Sunday, June 19, 2011

Last Days Of Pompeii

Grant Hart played the East End last night.  Grant Hart!  I'd never been to the East End, and it seems they cater a lot to hardcore and punk bands.  First, I want to describe the venue a bit.  It's been a number of things over the years, with a ton of '90s and early 2000s Portland bands having fond memories of the place under various monikers (The Rabbit Hole is the only one I can remember).  I expected a grungy, dirty hole along the lines of the (now defunct) most recent incarnation of Satyricon, Rotture, or the bathrooms at Backspace.  Instead, it was rather a nice little place.  A small upstairs room with really nice wood floors and vintage 1960s touches like Danish wood-framed mirrors and a padded-vinyl black portable bar (that's probably the dj stand).  Big open stairs take up a lot of the upstairs room, and go down to another room full of nice vintage furniture and candles on the table, plus a foosball table.  Not nearly enough bars have foosball.  A hallway heads off to the bathrooms (these are the as-expected incredibly gross and dingy ugliness, the only place that met that expectation), and strangely, passes a little vintage clothes-records-and-stuff shop that is only open 4 pm-midnight Thursday to Sunday (timed to coincide with when people are downstairs in the East End, I guess).  I bought a green and yellow polyester dress for a dollar, and if I had a few hundred dollars to spare I could have gone nuts there.  Finally, there's a small room downstairs with another bar that's the show venue, with an eight-inch-high platform as the stage.  Dark, but not dirty.  
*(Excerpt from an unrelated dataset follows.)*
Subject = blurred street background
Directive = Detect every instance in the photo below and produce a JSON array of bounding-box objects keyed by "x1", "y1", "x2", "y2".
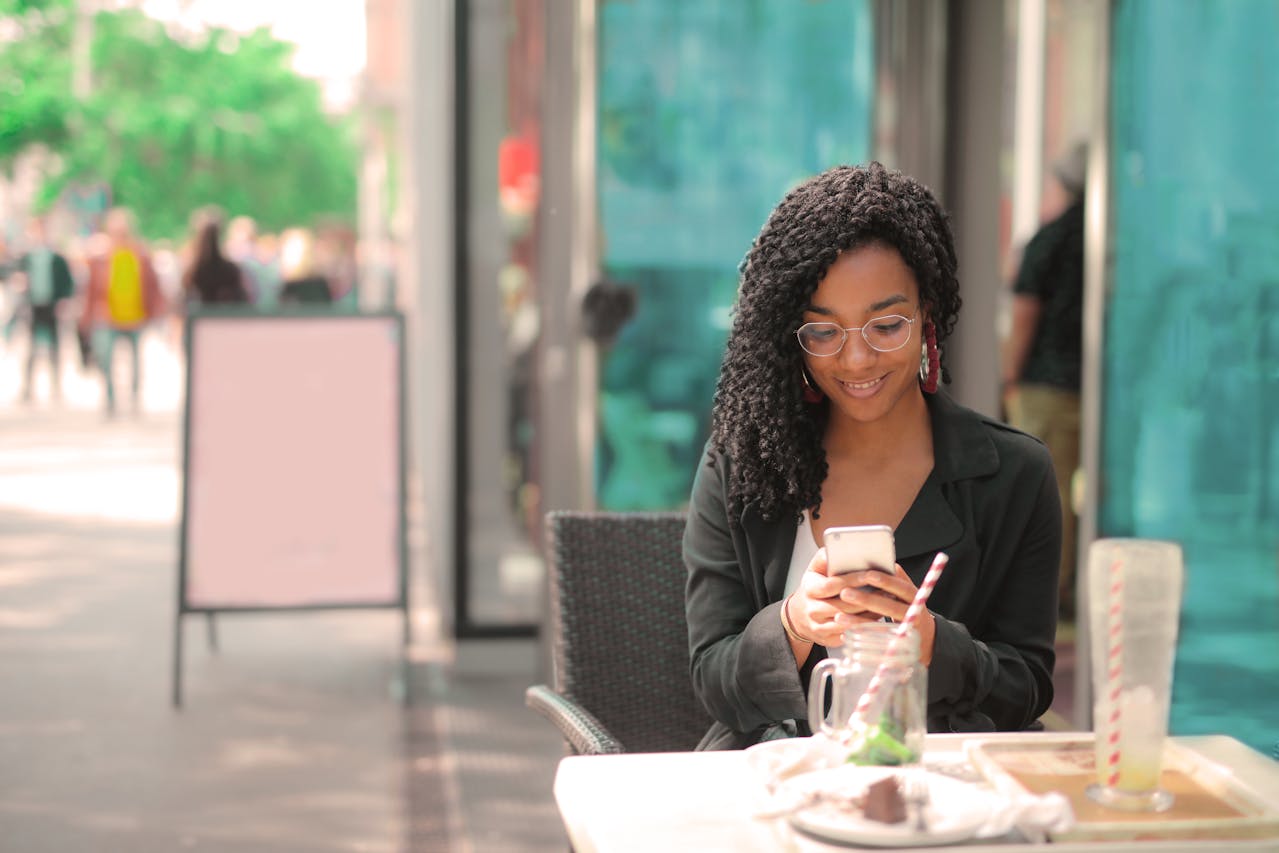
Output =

Drunk Ladies opened up.  From down the hall in the vintage shop (man, they had some great stuff!), it didn't sound like my thing.  Heavy and maybe a little proggy.  Cheap Meats was next.  They were actually a lot of fun, all classic early shouty punk done pretty well (if appropriately sloppy).  Then, surprisingly, much of the crowd cleared out.  The 20 or so people that were left were there for the same reason I was.  Grant Hart is a fucking legend.  One of the two songwriters in Husker Du, and later made a little (very little) splash with his band Nova Mob, Grant's been pretty much just covering his Husker Du and Nova Mob songs, alone with a guitar, for twenty years or so.  Almost every song was familiar, and I haven't seen him in at least ten years.  I'm not sure I can even say he's a great musician or anything anymore, but the songs still make me all warm and happy.  He's a weird guy, I didn't understand any of his stage banter, but I sang along with all the songs.

Sunday, February 27, 2011

Dancing In The Dark

Pretty great show tonight at Backspace.  Forbidden Friends opened up, their first show ever.  It's sorta a Thermals side project, if they all just stood up one day and moved one instrument to their left (except that Maggie Vail sits in, too).  Not surprisingly, very much like The Thermals, but slightly lower key, sometimes a little poppier, and with a little less vitriol.  I liked it.  They played four songs.  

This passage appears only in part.